Pedro Miguel
El primer hecho que se olvida en estos momentos es que, como especie, como país, como conglomerado urbano, hemos de sobrevivir. La enorme mayoría de nosotros emergerá de este episodio sana –o ni más ni menos enferma que hasta antes de la influenza–, confundida y triste; devastada por la foto que habrá de agregarse al altar de muertos, mareada por la alteración de la vida cotidiana, reseca por la proscripción del contacto físico, empobrecida (más) por la paralización económica obligada, y humillada por tener que plegarse –no hay de otra– a la dictadura epidemiológica de los ineptos, corruptos, opacos y mandoncitos que integran el calderonato. Qué deprimente.
La contundencia de las catástrofes suele imprimir una percepción de permanencia que cuesta remontar. La vida nos cambió de pronto y flota en el ambiente, junto con la molécula perniciosa, la impresión de que esto es para siempre. Andamos o estamos con la sensación a cuestas de que nuestro mundo ha sido trastocado de manera irreparable. Lo más probable, en la mayor parte de los casos, es que no: casi todos los microbuses atestados recuperarán a casi todos sus pasajeros; casi todos los talleres mecánicos y las misceláneas sobrevivirán a la decena trágica de la influenza porcina, casi todas las panaderías volverán a abrir las puertas cuando los capitalinos sonámbulos vuelvan a sus calles, casi todos los puestos de tacos insalubres y de jugos con y sin salmonela retomarán su sitio.

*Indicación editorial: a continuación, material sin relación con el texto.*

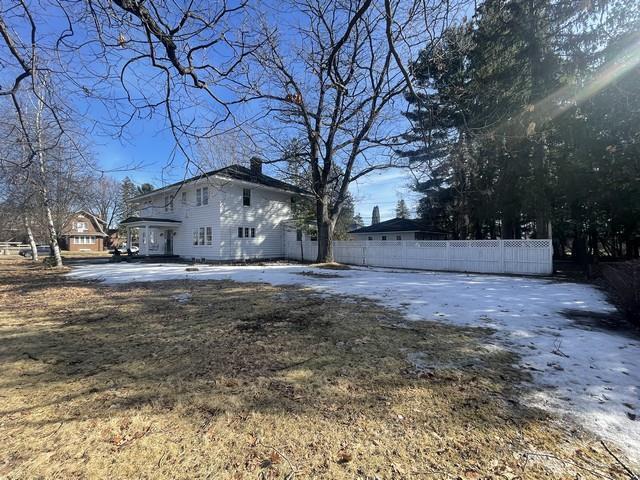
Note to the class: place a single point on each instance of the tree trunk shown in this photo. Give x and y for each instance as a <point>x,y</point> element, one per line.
<point>325,232</point>
<point>44,191</point>
<point>32,242</point>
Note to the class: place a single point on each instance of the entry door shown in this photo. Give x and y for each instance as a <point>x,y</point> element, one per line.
<point>169,244</point>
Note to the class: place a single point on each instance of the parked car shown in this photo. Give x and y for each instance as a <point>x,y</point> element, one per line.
<point>42,250</point>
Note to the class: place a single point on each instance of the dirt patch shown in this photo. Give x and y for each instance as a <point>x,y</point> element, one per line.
<point>258,382</point>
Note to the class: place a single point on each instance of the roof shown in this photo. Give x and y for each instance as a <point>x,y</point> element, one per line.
<point>148,219</point>
<point>396,225</point>
<point>237,172</point>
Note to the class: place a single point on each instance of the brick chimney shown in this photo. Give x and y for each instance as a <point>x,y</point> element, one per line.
<point>256,166</point>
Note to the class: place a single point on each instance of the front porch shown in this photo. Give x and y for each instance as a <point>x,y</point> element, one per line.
<point>155,236</point>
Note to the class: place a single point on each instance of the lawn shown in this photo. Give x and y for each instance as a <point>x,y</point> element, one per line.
<point>218,379</point>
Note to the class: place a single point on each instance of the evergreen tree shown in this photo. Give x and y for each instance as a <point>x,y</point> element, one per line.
<point>402,211</point>
<point>127,192</point>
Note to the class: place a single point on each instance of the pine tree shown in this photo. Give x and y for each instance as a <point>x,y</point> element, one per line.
<point>128,191</point>
<point>375,215</point>
<point>402,211</point>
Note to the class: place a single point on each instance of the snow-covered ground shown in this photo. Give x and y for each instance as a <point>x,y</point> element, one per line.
<point>589,373</point>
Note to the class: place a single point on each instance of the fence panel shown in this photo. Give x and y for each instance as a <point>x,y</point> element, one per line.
<point>527,257</point>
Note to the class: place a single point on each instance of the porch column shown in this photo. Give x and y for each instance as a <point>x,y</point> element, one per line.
<point>146,240</point>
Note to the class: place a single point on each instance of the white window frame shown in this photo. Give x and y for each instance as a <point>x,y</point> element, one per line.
<point>168,203</point>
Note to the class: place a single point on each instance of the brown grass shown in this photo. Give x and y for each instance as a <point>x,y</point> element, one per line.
<point>225,380</point>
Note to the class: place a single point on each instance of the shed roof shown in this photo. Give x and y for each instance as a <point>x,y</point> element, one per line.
<point>237,172</point>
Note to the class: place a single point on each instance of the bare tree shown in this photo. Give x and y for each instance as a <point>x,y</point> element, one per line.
<point>105,201</point>
<point>334,76</point>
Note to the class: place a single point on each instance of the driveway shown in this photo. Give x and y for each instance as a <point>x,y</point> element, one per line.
<point>581,367</point>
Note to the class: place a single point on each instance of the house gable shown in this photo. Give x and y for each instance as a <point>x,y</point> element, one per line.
<point>83,223</point>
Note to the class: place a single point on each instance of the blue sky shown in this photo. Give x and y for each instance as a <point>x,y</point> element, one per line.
<point>147,146</point>
<point>151,150</point>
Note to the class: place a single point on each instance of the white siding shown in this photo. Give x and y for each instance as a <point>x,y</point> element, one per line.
<point>225,213</point>
<point>268,213</point>
<point>529,257</point>
<point>389,235</point>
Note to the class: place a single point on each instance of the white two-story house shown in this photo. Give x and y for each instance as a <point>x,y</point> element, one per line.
<point>234,213</point>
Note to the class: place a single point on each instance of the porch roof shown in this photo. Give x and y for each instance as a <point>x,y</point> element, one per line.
<point>149,222</point>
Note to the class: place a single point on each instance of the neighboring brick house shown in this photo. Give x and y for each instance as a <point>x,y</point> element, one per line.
<point>84,232</point>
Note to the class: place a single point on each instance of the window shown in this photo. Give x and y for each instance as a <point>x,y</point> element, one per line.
<point>246,232</point>
<point>168,203</point>
<point>84,240</point>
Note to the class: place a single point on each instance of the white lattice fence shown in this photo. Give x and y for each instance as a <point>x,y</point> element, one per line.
<point>529,257</point>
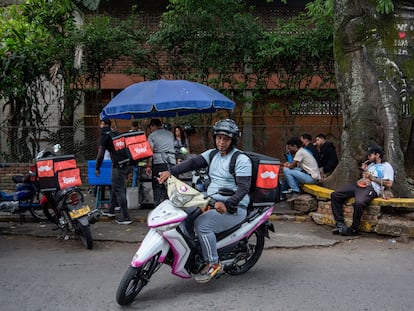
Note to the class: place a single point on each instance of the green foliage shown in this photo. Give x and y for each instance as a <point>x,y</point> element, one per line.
<point>385,6</point>
<point>203,37</point>
<point>299,50</point>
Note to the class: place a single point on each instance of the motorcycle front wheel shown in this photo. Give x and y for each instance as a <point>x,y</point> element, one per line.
<point>85,235</point>
<point>250,255</point>
<point>134,281</point>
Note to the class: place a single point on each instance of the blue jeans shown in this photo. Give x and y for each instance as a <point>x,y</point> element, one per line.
<point>119,190</point>
<point>296,177</point>
<point>135,175</point>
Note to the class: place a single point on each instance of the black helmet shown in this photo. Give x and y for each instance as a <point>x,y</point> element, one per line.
<point>226,127</point>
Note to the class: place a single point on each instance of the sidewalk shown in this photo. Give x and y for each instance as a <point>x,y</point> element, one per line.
<point>292,229</point>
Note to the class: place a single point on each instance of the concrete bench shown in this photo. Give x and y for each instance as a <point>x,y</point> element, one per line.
<point>374,218</point>
<point>325,194</point>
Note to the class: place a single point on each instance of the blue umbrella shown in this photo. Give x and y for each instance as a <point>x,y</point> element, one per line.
<point>165,98</point>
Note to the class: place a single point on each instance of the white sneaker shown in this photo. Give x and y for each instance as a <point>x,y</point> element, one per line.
<point>107,214</point>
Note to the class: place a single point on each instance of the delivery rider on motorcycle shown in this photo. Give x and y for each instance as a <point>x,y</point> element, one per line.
<point>228,211</point>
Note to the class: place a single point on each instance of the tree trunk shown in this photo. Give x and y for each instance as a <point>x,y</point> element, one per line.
<point>374,67</point>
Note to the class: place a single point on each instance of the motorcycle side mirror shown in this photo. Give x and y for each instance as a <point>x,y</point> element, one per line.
<point>225,192</point>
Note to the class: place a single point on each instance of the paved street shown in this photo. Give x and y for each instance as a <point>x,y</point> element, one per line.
<point>361,274</point>
<point>303,267</point>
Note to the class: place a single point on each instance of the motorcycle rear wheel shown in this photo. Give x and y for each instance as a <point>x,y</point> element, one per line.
<point>255,245</point>
<point>134,281</point>
<point>85,235</point>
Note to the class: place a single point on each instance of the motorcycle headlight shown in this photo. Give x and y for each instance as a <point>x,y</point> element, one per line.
<point>179,199</point>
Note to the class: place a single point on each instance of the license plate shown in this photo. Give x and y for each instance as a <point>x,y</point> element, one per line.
<point>79,212</point>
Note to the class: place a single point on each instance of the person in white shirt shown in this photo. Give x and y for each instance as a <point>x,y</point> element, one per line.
<point>308,172</point>
<point>377,175</point>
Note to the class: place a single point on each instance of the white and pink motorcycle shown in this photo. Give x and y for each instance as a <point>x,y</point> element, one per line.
<point>171,240</point>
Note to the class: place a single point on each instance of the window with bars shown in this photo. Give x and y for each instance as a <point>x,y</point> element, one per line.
<point>317,107</point>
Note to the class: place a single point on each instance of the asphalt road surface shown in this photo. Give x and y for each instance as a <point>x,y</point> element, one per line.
<point>362,274</point>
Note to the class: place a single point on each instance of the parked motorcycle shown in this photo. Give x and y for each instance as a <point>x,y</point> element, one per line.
<point>171,240</point>
<point>59,180</point>
<point>26,197</point>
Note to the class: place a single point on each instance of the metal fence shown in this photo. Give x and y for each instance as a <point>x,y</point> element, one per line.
<point>83,141</point>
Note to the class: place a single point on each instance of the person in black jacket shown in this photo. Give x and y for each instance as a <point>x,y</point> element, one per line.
<point>328,160</point>
<point>119,173</point>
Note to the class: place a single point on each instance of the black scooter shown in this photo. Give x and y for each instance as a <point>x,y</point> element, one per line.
<point>26,197</point>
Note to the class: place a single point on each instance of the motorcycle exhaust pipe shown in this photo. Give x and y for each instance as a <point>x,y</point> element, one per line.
<point>94,216</point>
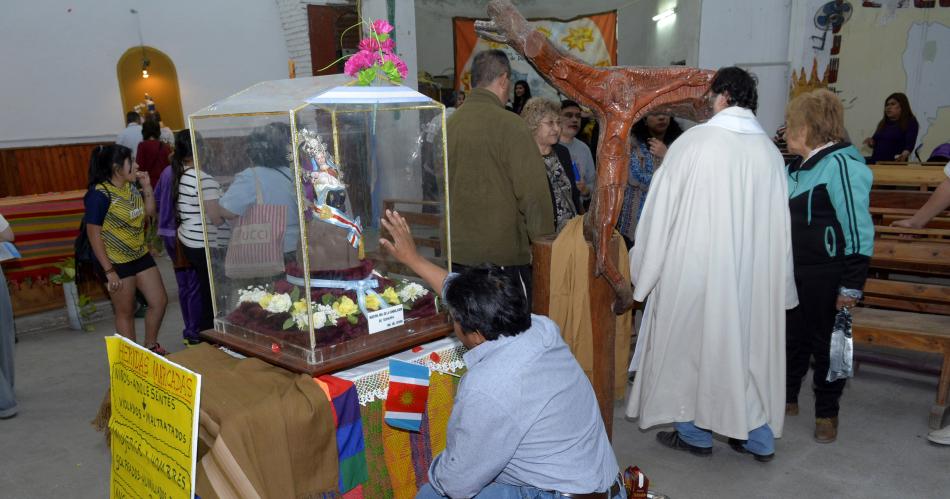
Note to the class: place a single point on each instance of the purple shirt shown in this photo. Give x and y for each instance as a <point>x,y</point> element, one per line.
<point>891,140</point>
<point>167,225</point>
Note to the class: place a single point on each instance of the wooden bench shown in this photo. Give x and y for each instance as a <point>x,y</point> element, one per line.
<point>417,216</point>
<point>916,318</point>
<point>923,177</point>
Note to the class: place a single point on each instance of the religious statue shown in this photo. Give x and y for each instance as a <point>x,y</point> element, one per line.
<point>618,97</point>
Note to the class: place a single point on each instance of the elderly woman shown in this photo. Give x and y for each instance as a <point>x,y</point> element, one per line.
<point>544,119</point>
<point>832,240</point>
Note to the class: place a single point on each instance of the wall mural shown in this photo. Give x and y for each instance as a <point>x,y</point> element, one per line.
<point>864,51</point>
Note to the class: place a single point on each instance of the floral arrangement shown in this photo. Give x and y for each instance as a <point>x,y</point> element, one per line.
<point>377,57</point>
<point>330,310</point>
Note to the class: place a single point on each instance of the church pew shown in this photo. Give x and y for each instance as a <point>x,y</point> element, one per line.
<point>908,315</point>
<point>922,177</point>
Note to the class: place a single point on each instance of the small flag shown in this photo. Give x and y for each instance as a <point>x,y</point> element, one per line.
<point>407,396</point>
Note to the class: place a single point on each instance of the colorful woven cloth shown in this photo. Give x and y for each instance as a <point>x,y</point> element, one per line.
<point>349,431</point>
<point>46,228</point>
<point>441,399</point>
<point>398,454</point>
<point>378,484</point>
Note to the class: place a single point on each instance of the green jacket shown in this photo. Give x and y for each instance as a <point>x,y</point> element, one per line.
<point>498,187</point>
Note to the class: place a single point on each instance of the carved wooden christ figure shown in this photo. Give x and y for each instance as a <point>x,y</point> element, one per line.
<point>618,97</point>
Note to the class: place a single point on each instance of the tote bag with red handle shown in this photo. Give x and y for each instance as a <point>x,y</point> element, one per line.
<point>257,241</point>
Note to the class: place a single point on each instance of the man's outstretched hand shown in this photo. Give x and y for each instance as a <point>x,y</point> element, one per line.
<point>402,247</point>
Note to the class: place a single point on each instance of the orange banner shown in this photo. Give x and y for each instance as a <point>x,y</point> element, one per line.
<point>591,38</point>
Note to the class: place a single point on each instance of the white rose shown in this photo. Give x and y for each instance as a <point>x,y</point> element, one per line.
<point>329,315</point>
<point>319,319</point>
<point>251,294</point>
<point>279,303</point>
<point>301,319</point>
<point>410,292</point>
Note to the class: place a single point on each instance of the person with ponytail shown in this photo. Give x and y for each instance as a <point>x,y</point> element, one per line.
<point>191,227</point>
<point>115,223</point>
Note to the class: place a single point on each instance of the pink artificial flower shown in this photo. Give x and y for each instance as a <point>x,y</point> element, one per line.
<point>381,26</point>
<point>369,44</point>
<point>400,66</point>
<point>359,61</point>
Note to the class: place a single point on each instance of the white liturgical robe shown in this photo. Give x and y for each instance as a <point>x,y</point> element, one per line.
<point>712,258</point>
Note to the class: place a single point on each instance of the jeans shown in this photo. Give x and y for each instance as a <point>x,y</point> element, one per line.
<point>497,490</point>
<point>189,295</point>
<point>761,440</point>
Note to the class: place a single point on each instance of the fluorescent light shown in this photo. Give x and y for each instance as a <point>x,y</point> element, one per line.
<point>663,15</point>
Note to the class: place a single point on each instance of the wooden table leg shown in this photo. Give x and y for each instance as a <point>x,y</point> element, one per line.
<point>603,325</point>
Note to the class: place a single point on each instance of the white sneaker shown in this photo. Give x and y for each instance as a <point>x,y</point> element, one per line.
<point>941,436</point>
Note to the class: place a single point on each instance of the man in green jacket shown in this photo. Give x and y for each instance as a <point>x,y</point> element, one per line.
<point>498,187</point>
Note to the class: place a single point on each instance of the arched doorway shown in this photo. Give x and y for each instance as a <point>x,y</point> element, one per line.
<point>161,84</point>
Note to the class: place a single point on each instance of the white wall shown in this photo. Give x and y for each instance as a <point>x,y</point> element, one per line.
<point>753,35</point>
<point>405,32</point>
<point>59,60</point>
<point>640,41</point>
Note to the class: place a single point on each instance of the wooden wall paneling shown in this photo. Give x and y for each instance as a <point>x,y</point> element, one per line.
<point>39,170</point>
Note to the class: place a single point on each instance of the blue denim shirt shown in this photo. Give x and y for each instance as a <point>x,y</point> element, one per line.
<point>524,414</point>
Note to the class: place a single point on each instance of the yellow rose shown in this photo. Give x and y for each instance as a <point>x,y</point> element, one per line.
<point>372,303</point>
<point>265,300</point>
<point>345,306</point>
<point>391,296</point>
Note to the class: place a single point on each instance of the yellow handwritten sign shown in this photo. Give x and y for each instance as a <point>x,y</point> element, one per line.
<point>154,423</point>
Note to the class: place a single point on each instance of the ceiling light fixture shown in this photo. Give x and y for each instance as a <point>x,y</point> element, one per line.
<point>663,15</point>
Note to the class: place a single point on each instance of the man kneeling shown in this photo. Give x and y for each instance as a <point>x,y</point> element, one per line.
<point>525,421</point>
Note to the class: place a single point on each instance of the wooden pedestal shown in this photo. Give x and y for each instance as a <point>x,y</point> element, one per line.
<point>341,356</point>
<point>603,320</point>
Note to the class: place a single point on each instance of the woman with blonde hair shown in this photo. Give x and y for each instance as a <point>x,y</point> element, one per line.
<point>832,241</point>
<point>543,117</point>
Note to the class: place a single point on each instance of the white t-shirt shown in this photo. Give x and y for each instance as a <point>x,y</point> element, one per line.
<point>190,230</point>
<point>582,157</point>
<point>167,136</point>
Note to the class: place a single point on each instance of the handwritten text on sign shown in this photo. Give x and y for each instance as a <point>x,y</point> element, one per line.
<point>384,319</point>
<point>154,423</point>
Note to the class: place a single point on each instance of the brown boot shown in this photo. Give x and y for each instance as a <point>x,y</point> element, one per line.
<point>826,430</point>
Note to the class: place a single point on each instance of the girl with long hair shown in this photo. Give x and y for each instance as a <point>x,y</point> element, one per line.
<point>896,134</point>
<point>116,211</point>
<point>191,226</point>
<point>651,137</point>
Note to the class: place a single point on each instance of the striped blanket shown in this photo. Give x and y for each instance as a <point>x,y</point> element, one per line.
<point>46,227</point>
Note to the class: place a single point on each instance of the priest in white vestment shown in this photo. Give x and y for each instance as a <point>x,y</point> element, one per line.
<point>712,258</point>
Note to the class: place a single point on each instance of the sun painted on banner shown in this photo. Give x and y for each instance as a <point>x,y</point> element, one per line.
<point>407,395</point>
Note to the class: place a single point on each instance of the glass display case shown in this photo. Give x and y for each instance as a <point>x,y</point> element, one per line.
<point>303,169</point>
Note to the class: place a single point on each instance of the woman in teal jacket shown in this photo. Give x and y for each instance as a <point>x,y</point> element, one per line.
<point>832,242</point>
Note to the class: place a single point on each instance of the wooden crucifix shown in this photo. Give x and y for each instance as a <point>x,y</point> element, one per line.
<point>618,97</point>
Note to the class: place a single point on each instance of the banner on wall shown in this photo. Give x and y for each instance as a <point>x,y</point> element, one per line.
<point>154,423</point>
<point>591,38</point>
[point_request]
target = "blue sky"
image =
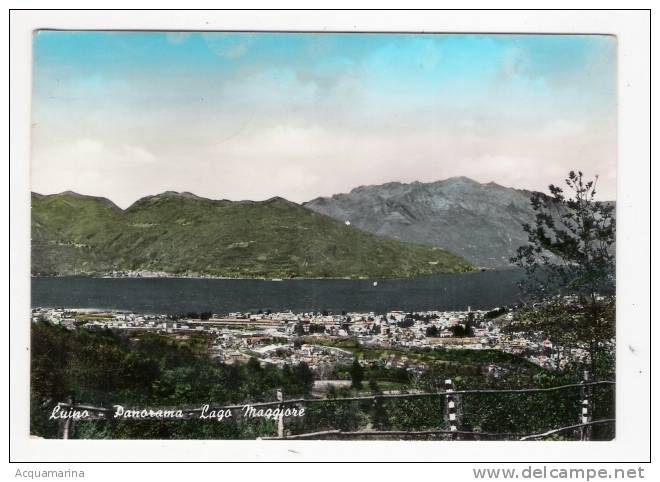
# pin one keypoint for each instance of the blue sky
(252, 115)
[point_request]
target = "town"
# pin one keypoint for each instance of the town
(287, 338)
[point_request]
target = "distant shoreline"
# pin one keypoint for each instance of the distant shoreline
(297, 278)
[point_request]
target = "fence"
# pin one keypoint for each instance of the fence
(449, 414)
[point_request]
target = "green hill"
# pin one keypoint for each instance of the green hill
(182, 234)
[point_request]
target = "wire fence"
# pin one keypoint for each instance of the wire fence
(580, 411)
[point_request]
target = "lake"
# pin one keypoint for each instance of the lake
(481, 290)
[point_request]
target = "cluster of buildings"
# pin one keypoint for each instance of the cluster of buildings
(275, 337)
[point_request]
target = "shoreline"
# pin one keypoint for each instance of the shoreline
(275, 279)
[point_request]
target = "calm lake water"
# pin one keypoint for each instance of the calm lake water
(480, 290)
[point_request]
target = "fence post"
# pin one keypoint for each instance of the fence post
(452, 407)
(280, 419)
(65, 424)
(585, 406)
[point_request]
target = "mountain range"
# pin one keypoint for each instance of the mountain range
(185, 235)
(479, 222)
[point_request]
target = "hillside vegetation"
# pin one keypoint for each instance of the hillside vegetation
(185, 235)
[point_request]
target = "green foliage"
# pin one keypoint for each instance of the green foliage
(182, 234)
(357, 374)
(570, 266)
(103, 368)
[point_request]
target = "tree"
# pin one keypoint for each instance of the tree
(569, 263)
(357, 374)
(373, 386)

Claro que ninguna de las expresiones del próximo resurgimiento podrá consolar a quienes, en las jornadas de la peste, pierdan a una persona inmediata o próxima ni a quienes se vean forzados a torcer su destino porque vivían al día y no lograron subsistir con los oficios que ejercieron hasta la semana pasada, ni a quienes perdieron, por fuerza de la contingencia, la oportunidad de su vida.
Todo termina por saberse, y ya habrá tiempo para establecer si las muertes ocurridas, más las que se sumen, eran inevitables o consecuencia del abandono y el saqueo que ha sufrido el sector salud en los sexenios recientes y no tanto. Ya nos dirán la razón de que este virus ataque, además de en nuestro país, en Estados Unidos y Europa, pero que hasta el momento sólo mate mexicanos. Ya se podrá averiguar qué Bribiesca, cuál Hildebrando o qué Mouriño sobreviviente (son meros ejemplos del contratismo enriquecedor) se está haciendo rico en estos momentos con la adjudicación de la compra de tapabocas y antivirales.
Pero ahora lo más importante no es eso, sino esmerarse en no enfermar del sistema respiratorio ni de la esperanza y tener presente que esto no es, salvo para los que han sido unos cuantos en la estadística y demasiados en el sentir humano, el fin del mundo. Al fin de este paréntesis viral, la vida nos hallará y no debemos llegar a la cita con las manos vacías. Se puede al menos aprovechar la interrupción del bullicio urbano para reflexionar, en las calles vacías o dentro de las casas, y pensar en la manera de impedir que, en lo sucesivo, las autoridades de todos los niveles nos oculten total o parcialmente la verdad, se dirijan a nosotros con una arrogancia tecnocrática huérfana de fundamentos y de autoridad real y nos traten como si fuéramos un hato ganadero.